“I obeyed, senores, almost without thinking, so great was my astonishment. It was greater still when I heard what she had to say. She began by thanking me for my forbearance of her father’s infirmity, so that I felt ashamed of myself. I had meant to show disdain, not forbearance! Every word must have burnt her lips, but she never departed from a gentle and melancholy dignity which filled me with respect against my will. Senores, we are no match for women. But I could hardly believe my ears when she began her tale. Providence, she concluded, seemed to have preserved the life of that wronged soldier, who now trusted to my honour as a caballero and to my compassion for his sufferings.
“‘Wronged man,’ I observed, coldly. ’Well, I think so, too: and you have been harbouring an enemy of your cause.’
“’He was a poor Christian crying for help at our door in the name of God, senor,’ she answered, simply.
“I began to admire her. ‘Where is he now?’ I asked, stiffly.
“But she would not answer that question. With extreme cunning, and an almost fiendish delicacy, she managed to remind me of my failure in saving the lives of the prisoners in the guardroom, without wounding my pride. She knew, of course, the whole story. Gaspar Ruiz, she said, entreated me to procure for him a safe-conduct from General San Martin himself. He had an important communication to make to the commander-in-chief.
“Por Dios, senores, she made me swallow all that, pretending to be only the mouthpiece of that poor man. Overcome by injustice, he expected to find, she said, as much generosity in me as had been shown to him by the Royalist family which had given him a refuge.
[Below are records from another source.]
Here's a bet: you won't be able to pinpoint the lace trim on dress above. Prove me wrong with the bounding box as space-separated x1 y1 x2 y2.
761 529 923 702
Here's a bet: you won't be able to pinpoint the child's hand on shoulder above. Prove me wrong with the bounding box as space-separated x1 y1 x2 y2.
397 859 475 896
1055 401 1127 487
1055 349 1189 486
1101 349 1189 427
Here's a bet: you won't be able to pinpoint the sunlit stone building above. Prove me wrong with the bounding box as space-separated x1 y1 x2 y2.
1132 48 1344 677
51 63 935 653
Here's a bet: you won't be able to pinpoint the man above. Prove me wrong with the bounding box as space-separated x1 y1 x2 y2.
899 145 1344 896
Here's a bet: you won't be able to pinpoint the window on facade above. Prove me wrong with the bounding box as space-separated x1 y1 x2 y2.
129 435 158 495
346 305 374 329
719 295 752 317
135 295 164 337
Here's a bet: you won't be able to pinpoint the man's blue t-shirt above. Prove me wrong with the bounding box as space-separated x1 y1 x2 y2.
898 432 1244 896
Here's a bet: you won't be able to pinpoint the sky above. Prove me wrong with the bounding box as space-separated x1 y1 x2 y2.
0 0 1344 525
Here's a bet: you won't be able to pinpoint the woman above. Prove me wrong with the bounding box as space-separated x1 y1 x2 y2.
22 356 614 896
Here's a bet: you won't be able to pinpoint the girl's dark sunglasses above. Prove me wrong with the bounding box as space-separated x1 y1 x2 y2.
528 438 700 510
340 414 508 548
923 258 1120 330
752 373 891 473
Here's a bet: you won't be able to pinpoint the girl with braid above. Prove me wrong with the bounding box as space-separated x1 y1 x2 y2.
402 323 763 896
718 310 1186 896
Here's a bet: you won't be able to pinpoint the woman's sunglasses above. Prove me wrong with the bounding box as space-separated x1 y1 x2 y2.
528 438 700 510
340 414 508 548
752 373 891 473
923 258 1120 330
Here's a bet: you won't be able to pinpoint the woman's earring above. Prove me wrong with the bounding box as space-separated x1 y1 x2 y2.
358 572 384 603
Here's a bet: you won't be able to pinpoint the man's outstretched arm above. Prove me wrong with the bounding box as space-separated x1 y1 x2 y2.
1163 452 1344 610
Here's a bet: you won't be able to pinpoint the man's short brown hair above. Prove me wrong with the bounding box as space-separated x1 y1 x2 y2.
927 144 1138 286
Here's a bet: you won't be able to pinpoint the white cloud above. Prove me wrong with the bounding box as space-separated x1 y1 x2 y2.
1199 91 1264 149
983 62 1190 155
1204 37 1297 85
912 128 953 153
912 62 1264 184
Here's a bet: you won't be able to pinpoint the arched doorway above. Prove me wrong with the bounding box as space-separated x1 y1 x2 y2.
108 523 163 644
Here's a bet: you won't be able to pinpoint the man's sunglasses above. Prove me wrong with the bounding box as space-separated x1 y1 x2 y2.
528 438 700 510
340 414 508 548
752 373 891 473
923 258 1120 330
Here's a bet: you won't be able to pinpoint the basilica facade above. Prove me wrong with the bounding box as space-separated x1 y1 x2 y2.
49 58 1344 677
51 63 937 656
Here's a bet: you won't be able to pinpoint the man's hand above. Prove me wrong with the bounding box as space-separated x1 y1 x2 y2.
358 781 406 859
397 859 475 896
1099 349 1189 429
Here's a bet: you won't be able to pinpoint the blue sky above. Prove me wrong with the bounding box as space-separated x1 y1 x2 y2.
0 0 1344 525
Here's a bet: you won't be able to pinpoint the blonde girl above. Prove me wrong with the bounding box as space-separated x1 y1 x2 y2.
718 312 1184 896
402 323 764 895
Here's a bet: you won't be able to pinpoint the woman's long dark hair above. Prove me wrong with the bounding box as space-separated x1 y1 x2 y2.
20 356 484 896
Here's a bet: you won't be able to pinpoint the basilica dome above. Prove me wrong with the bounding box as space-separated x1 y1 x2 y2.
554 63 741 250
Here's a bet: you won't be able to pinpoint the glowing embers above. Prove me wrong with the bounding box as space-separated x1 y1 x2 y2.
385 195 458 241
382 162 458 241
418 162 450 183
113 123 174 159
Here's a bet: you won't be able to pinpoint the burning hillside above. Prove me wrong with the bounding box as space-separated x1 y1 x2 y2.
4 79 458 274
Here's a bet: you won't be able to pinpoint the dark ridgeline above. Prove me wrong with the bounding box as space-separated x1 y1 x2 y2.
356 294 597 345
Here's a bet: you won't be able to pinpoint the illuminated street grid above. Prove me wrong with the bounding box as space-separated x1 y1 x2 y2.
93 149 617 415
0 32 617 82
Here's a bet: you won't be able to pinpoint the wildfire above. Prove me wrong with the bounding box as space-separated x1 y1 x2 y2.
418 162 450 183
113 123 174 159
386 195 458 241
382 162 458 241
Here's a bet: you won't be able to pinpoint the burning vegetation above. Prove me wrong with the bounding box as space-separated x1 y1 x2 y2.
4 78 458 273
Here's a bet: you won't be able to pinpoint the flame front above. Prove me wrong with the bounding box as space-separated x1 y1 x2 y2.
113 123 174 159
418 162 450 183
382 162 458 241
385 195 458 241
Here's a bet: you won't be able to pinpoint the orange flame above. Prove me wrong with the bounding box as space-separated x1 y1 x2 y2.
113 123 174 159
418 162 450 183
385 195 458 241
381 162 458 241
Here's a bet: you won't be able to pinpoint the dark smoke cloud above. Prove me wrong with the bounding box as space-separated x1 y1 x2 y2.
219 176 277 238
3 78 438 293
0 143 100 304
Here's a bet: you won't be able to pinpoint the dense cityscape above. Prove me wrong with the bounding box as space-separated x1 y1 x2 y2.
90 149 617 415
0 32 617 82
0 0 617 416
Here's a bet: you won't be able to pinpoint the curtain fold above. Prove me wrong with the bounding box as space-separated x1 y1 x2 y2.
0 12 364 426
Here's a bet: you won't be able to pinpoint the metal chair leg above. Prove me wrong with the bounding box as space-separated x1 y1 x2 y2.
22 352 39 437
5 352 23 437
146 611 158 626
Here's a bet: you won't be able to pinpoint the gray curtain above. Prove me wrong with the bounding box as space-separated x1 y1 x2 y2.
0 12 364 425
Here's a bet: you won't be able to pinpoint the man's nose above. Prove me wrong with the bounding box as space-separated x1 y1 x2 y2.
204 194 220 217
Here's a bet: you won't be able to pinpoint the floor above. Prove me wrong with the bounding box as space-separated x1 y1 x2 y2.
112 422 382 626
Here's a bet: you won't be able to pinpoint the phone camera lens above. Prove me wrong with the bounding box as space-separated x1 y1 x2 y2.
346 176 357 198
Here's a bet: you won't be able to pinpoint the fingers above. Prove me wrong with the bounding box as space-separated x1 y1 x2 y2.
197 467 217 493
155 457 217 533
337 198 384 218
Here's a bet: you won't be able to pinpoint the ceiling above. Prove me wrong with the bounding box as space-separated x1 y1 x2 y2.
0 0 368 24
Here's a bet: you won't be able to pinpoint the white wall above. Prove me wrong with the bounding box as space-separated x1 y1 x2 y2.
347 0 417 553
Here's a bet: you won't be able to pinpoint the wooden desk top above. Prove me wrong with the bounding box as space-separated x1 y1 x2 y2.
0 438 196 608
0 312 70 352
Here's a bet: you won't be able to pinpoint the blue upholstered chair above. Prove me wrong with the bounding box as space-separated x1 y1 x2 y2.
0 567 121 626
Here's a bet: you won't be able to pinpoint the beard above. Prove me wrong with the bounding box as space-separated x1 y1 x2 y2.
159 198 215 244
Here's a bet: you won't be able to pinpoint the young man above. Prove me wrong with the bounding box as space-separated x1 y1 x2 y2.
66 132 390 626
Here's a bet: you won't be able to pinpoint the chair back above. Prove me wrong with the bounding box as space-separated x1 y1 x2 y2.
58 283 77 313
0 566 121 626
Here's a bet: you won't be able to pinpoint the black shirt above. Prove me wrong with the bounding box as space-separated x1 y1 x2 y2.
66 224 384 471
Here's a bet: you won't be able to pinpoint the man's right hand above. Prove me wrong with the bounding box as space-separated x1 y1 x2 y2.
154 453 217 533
“Ha! It was well and nobly said to a youngster like me. I thought her great. Alas! she was only implacable.
“In the end I rode away very enthusiastic about the business, without demanding even to see Gaspar Ruiz, who I was confident was in the house.
“But on calm reflection I began to see some difficulties which I had not confidence enough in myself to encounter. It was not easy to approach a commander-in-chief with such a story. I feared failure. At last I thought it better to lay the matter before my general-of-division, Robles, a friend of my family, who had appointed me his aide-de-camp lately.
“He took it out of my hands at once without any ceremony.
“‘In the house! of course he is in the house,’ he said contemptuously. ’You ought to have gone sword in hand inside and demanded his surrender, instead of chatting with a Royalist girl in the porch. Those people should have been hunted out of that long ago. Who knows how many spies they have harboured right in the very midst of our camps? A safe-conduct from the Commander-in-Chief! The audacity of the fellow! Ha! ha! Now we shall catch him to-night, and then we shall find out, without any safe-conduct, what he has got to say, that is so very important. Ha! ha! ha!’